(Raimondo Schiavone) – Oggi, 25 maggio, il Libano celebra la Giornata della Resistenza e della Liberazione, il giorno in cui, venticinque anni fa, l’ultimo soldato israeliano abbandonava il sud del Paese, costretto alla ritirata da un popolo che non ha mai chinato la testa. Un popolo che ha trovato in Hezbollah e nel Movimento Amal i suoi difensori, i suoi martiri, i suoi architetti di dignità.
Non fu un esercito regolare a liberare il Libano, né una coalizione di superpotenze a calare dal cielo per garantire giustizia. Fu una Resistenza popolare, sciita nei cuori ma nazionale negli orizzonti, a fare arretrare l’occupazione israeliana. Furono contadini armati, studenti pronti al sacrificio, donne e uomini cresciuti all’ombra dell’umiliazione, ma decisi a trasformare la Storia.
Hezbollah – troppo spesso liquidato in Occidente come mera “organizzazione paramilitare” – è, per il Libano, un pilastro sociale, un partito politico radicato, una rete di protezione reale nei quartieri poveri di Beirut, nei villaggi del sud, nelle zone dimenticate dallo Stato. Ha costruito scuole, ospedali, cliniche gratuite, ha sostenuto le famiglie dei martiri e difeso la dignità dei profughi. E tutto questo mentre veniva bombardato, isolato, demonizzato da quei poteri che ogni giorno parlano di democrazia a senso unico.

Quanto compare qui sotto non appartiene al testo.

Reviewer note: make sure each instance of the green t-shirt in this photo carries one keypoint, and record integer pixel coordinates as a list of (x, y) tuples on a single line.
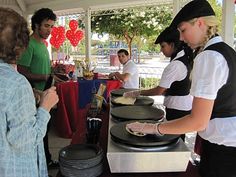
[(36, 58)]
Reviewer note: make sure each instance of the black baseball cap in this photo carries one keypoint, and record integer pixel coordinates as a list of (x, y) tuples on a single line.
[(194, 9)]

Quella del 25 maggio 2000 non fu solo una vittoria militare. Fu una vittoria simbolica, spirituale, identitaria. Un popolo povero, abbandonato, riuscì a scacciare una delle potenze militari più sofisticate del mondo. Senza cedere. Senza tradire. Senza vendersi.
E oggi più che mai il ricordo brucia. Il bombardamento israeliano che venerdì ha assassinato a Beirut il leader di Hezbollah, Sayyed Hassan Nasrallah, è l’ennesima conferma della guerra senza regole condotta da Israele contro il Libano. Un’operazione di spionaggio e fuoco preparata da vent’anni di infiltrazioni, pedinamenti, droni e tradimenti. Ma anche un colpo vile che non spegnerà né l’idea, né la lotta, né il popolo che Sayyed Nasrallah ha guidato con fermezza, visione, e dignità.

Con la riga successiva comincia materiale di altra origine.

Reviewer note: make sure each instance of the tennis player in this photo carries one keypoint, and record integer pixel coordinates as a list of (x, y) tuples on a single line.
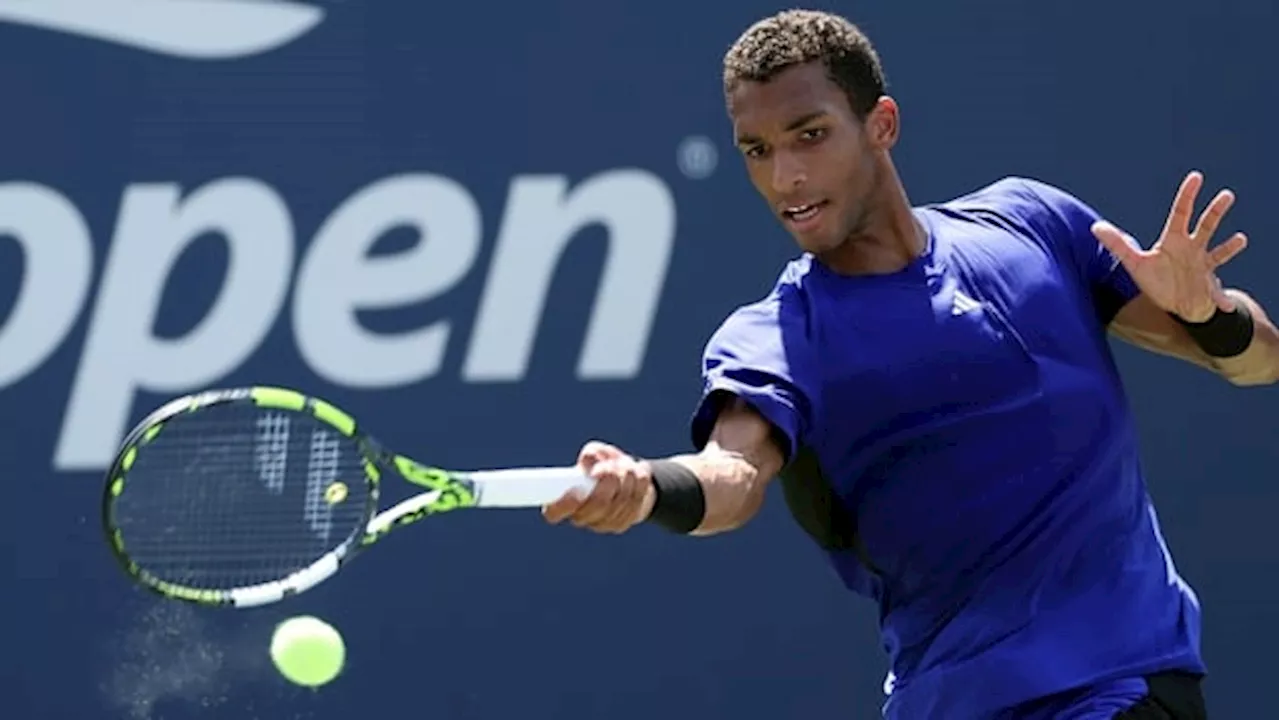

Nasrallah non era solo un leader. Era il volto della Resistenza. Era la voce che parlava ai dimenticati, il riferimento per chi non si è mai arreso, il simbolo di un movimento che ha saputo coniugare fede, pragmatismo politico e coraggio militare. Il suo assassinio è un crimine, ma sarà ricordato come la scintilla che riaccende l’impegno.

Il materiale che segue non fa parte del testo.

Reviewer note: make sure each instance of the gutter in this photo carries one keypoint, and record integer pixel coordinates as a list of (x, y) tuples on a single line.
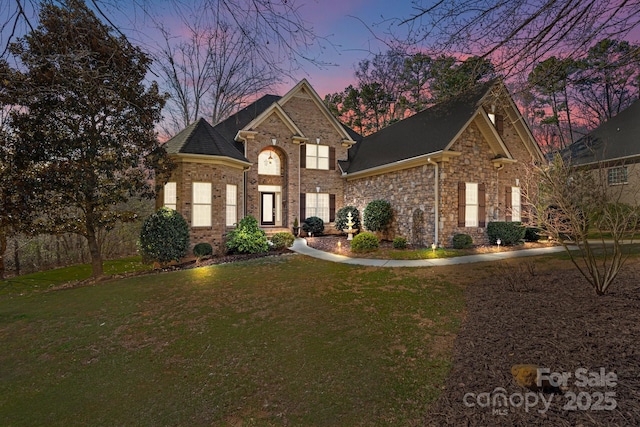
[(436, 224)]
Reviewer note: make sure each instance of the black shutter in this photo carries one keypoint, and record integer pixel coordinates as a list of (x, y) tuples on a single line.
[(303, 207), (462, 200), (332, 158), (507, 203), (332, 207), (481, 206)]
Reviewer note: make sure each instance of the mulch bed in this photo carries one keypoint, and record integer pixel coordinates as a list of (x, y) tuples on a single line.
[(554, 321)]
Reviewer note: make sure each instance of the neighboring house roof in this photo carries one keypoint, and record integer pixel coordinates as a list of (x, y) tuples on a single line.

E come non ricordare anche Sayyed Abbas al-Musawi, ucciso con la sua famiglia in un attacco israeliano. O Sayyed Hadi Nasrallah, il figlio del leader caduto giovane in battaglia. O ancora Imad Mughniyeh, il genio militare fatto saltare in aria a Damasco. Una lista lunga, ma mai dimenticata.
Chi piange ancora i “martiri del sud”, chi conserva le foto dei ragazzi che si fecero saltare in aria contro i tank israeliani, oggi non commemora: rinnova una promessa. La promessa che il Libano sarà libero, sovrano, giusto. Con o senza il consenso delle potenze coloniali.
Hezbollah non è solo un esercito. È un’idea. E le idee non si bombardano.